I won’t detail every storyline or cast member involved, because first of all it would increase the length of this column a hundredfold, and secondly I doubt if I’m even capable of remembering everything. Indeed, the series will often bring back a location or character or idea from several issues prior that I don’t immediately recognize, because there are so many memorable bits and pieces that a few of them are bound to fall through the mental cracks, even for a more observant reader than I. But the creators are careful not to make the audience rely on past knowledge to appreciate any new installments. It can enhance the experience if you know the history, but being unfamiliar with it won’t detract in any noticeable way, either. Sharp, tightly-written narrative captions are one of the most reliable aspects of this title, keeping everything clear no matter how complicated the overarching story becomes.

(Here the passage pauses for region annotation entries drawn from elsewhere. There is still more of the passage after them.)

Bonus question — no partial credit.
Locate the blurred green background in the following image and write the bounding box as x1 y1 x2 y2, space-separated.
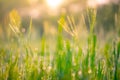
0 0 120 40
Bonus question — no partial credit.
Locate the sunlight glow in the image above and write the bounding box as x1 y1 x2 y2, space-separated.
46 0 63 8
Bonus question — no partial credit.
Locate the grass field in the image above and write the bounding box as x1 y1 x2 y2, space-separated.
0 9 120 80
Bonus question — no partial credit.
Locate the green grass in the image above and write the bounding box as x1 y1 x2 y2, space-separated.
0 9 120 80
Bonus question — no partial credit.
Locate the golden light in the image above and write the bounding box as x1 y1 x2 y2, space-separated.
46 0 63 8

There are no signs of Prophet slowing down or waning in its ambition and scope anytime soon. On the contrary, even with the vastness of what it has already accomplished, the series continues to expand its cast and narrative all the time. And had its creative team not so quickly proven itself capable of managing such a jigsaw puzzle of a story, I imagine I would’ve walked away some time ago. But this series is exceptionally well-built, perhaps the finest example of comicbook decompression currently being published. Every new facet, no matter how big or small, is given all the attention and time it needs to be explored and understood completely, but there are so many of them being actively developed at any one time that the book as a whole never feels slow, light, or wasteful.